Cloud/SaaS, like most of the disruptive digital technology deal-driving trends we follow, lagged YTD 2015 in volume as of the end of August. The exceptions pacing ahead of last year’s volume were big data analytics, IoT and gaming.

However, most are pacing ahead of YTD 2015 in disclosed value, including cloud/SaaS, mobility, cybersecurity, IoT, health care IT (HIT), gaming, and advertising and marketing technologies.

Note: All dollar references are in US dollars, unless otherwise stated.

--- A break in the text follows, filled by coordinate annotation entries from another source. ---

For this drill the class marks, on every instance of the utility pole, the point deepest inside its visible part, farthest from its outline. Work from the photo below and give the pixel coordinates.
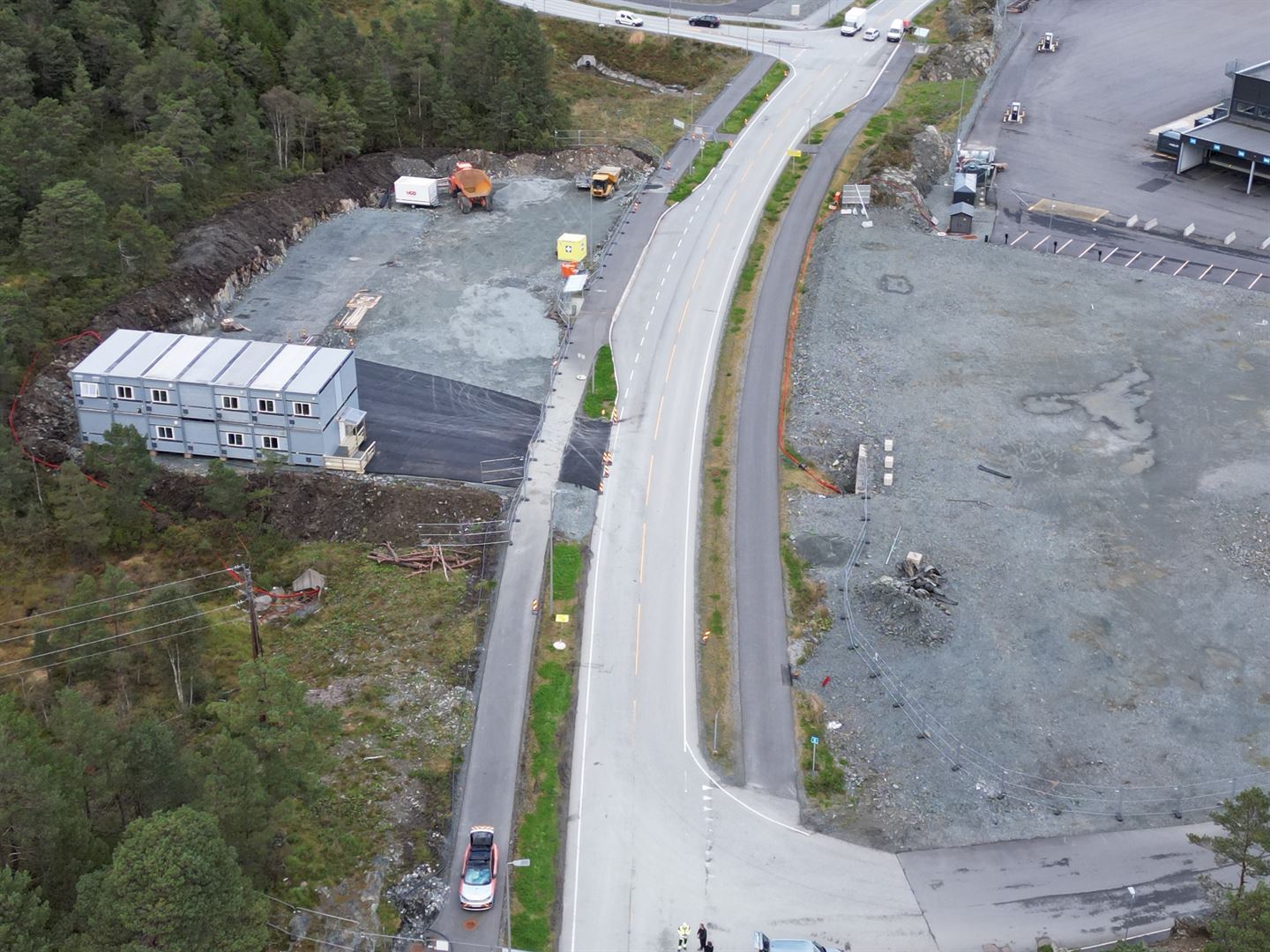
(257, 648)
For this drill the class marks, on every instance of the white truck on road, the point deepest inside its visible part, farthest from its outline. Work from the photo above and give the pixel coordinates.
(854, 20)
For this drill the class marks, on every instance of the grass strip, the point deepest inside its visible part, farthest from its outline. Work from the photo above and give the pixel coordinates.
(603, 386)
(537, 836)
(709, 156)
(715, 566)
(712, 152)
(747, 107)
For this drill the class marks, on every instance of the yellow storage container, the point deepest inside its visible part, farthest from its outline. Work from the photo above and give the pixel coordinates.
(572, 248)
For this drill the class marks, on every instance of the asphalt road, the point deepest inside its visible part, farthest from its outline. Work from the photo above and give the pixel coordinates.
(762, 619)
(427, 426)
(652, 838)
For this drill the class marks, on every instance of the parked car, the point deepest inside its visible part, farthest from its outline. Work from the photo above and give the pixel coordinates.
(481, 870)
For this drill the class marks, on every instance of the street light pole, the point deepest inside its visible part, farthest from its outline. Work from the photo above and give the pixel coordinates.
(1133, 897)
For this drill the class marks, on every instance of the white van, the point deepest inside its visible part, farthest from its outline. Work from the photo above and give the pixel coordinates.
(854, 20)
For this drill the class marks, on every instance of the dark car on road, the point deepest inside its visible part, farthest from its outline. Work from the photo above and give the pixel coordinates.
(481, 870)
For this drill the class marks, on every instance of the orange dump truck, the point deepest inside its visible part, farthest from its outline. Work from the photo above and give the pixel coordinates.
(470, 188)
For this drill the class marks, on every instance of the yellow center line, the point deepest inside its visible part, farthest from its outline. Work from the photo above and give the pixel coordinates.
(639, 612)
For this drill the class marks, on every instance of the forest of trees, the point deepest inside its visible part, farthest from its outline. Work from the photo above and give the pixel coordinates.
(123, 121)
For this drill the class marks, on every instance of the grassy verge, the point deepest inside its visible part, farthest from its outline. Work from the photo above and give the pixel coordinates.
(714, 573)
(712, 152)
(710, 155)
(886, 138)
(932, 18)
(738, 117)
(602, 389)
(537, 837)
(624, 109)
(828, 779)
(376, 623)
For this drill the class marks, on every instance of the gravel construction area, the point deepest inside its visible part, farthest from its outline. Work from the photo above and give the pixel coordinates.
(464, 296)
(1104, 619)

“Tech-targeted private equity funds have seen strong capital inflows and are now strategically seizing opportunities as valuations fluctuate in volatile public markets. Look for continued strength from all buyers — incumbent tech, non-tech and PE — for the rest of the year.”

EY - Jeff LiuJeff Liu
EY Global Technology Industry Leader
Transaction Advisory Services

 

 

EY infographic - August 2016 at a glance

  • Our report methodology
    • Our monthly at a glance report is based on EY’s analysis of The 451 Group M&A KnowledgeBase data. All data in this report is subject to final verification at the end of the quarter. Deal activity and valuations may fluctuate slightly based on the date the database is accessed.
    • Technology company M&A data was pulled from The 451 Group M&A KnowledgeBase based on the database’s own classification taxonomy and then deals were aligned to the following sectors: communications equipment (CE); computers, peripherals and equipment (CPE); semiconductors, software/SaaS, IT services and internet companies. Alignment was based on the sector of the target company.
    • The data includes M&A transactions between two technology companies as well as non-technology companies acquiring technology companies.
    • Joint ventures were not included.
    • Equity investments that involved less than a 50% stake were not included in the data.
    • PE M&A activity includes both full and partial stake transactions in excess of 50% and was analyzed based on acquisitions by firms classified as private equity, sovereign wealth funds, investment holding companies, alternative investment management groups, certain commercial banks, investment banks, venture capital and other similar entities.
    • Unsolicited technology deal values were not included in the data set, unless the proposed bid was accepted and the deal closed based on data available at the time of analysis.
    • All dollar references are in US dollars, unless otherwise indicated.
    • In this report, disclosed deal values may vary from other published values because The 451 Group database methodology automatically subtracts cash acquired, net of debt, from enterprise value. Additionally, announced deal values are often subject to change at the time of close, due to subsequent revisions to the terms of the deal and/or changing stock valuations to the extent stock was used as a deal consideration.
    • “Total value” refers to the aggregate value of deals with disclosed values for the period under discussion.